As Degas said, Il faut décourager les arts. The punctuating simile, though, is typical; it ups the ante on a series of disparaging remarks that would otherwise continue, not untruthfully: “Poetry is made to produce an expensive drowsiness”; “You think this poem will have a high standard…but, like all poems, it will only be made to be approved”; “If anyone thinks they need to write reviews, teach classes, edit magazines, or translate books in order to write good poetry…then maybe they should just take a rest from it.” Minnis’s excoriations are directed precisely at the status quo that funds a poet like Yang to go write in Marfa; she would recognize and disparage with a snort his cryptic references to “John and Alice” or “Bob” (Robert Creeley, who contracted his final illness in Marfa—on a Lannan grant—in 2005).

Baby, I Don’t Care is not much of a departure—she still wisecracks about her poetry dependency (among other cocktails)—but Minnis makes her methods a bit more transparent, thanking the cable programmers of Turner Classic Movies in her acknowledgments for the lines of dialogue she steals. None of them is footnoted; you’re supposed to guess:

Darling! Why must you lock your desk?
I’m sorry, but I want to be a nuisance.
Naturally, I am going to smoke in my nightgown!
Have we lost all our loopholes?
When you said, “Fuck you,” you should have said, “Fuck you, princess.”

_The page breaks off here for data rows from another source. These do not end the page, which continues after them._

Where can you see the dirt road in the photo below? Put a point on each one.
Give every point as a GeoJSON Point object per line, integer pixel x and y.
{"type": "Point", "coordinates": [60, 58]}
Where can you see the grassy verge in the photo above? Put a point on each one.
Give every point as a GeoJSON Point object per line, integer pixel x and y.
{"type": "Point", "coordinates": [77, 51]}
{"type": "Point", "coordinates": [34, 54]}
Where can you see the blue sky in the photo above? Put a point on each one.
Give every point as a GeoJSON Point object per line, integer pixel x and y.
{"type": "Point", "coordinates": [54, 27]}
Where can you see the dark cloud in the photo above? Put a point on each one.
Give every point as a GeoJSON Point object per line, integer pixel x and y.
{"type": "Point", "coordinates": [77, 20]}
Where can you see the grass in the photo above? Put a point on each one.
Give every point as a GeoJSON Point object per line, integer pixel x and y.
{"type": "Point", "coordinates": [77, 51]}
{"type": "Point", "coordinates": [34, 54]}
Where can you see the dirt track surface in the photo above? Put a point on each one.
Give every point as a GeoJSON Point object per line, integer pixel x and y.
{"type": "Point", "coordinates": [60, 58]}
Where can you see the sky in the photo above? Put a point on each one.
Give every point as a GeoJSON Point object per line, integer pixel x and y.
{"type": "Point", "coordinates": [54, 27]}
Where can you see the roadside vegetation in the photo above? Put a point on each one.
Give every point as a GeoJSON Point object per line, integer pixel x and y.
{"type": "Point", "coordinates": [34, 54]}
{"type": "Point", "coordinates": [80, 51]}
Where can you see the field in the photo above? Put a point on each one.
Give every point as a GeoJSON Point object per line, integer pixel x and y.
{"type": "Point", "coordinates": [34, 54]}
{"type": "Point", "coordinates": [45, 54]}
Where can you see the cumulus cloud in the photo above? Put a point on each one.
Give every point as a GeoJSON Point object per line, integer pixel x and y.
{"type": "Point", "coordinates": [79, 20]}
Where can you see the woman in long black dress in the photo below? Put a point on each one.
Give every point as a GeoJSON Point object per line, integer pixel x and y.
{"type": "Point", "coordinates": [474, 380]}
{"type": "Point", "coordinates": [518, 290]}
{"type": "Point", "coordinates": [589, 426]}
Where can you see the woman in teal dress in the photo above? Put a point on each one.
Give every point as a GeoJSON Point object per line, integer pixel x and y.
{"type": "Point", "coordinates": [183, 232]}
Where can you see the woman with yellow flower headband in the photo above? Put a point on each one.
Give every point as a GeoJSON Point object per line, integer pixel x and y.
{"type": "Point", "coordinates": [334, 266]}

Darling, you know I hate you when you’re sick.
That’s natural.
What are you ever going to get out of me?
Besides juicy disappointment?
Now, take your spoonful of champagne.

It takes a certain insouciance, in these times, to write a self-portrait of female poet as entitled bitch. The staginess may make you think of an updated, pop Dream Songs (as John Berryman studied Shakespeare’s plays, Minnis also writes screenplays); or you may think of a femme fatale counterpart to Frederick Seidel’s rich caricatures. You may find the burlesque overbearing, but you won’t be reminded of the acres of earnest, epiphanic, look-at-me-grocery-shopping-pondering-normal-life free verse of the past half-century, and isn’t that an uplifting thought? Minnis hasn’t forgotten that we have art in order not to die of reality.

Minnis’s appropriation of classic movie dialogue falls squarely in the “uncreative writing” camp promulgated by Kenneth Goldsmith and other poetic conceptualists, whose project books tend to fully mechanized collage, almost operating by algorithm, and offer themselves as objects for discourse more than objects for private reading pleasure. Certainly Baby, I Don’t Care slots in nicely with academic theories about “performing femininity.” And despite Minnis’s lone-(she-)wolf tone, her books would be incomprehensible without the generational background: her cohort, her edgy publishers, the whole Creative Writing enterprise that fuels her contempt. Even the repetitiveness of the form is of its time: as Yang’s collage has difficulty finding an ending, so her collaged movie voice goes on and on, wearing you down with its Warholian maximal-minimalism.

Yet it can be satisfying to see the anarchic, libidinal impulse behind poem-writing allowed its full measure of vice. There will be no hand-wringing about climate change, femicide, poverty, or racism here. It is unapologetically all about privilege (the privilege of writing); and asserting that this is the only worthwhile privilege in the world; and faking it till you make it—the poem, that is. “Now, don’t frown./Our sense of humor always differed./See you in church.”

 


 

An earlier version of this review described Jeffrey Yang’s An Aquarium as his “last collection”; it was his first, and his second book is Vanishing-Line, published in 2011.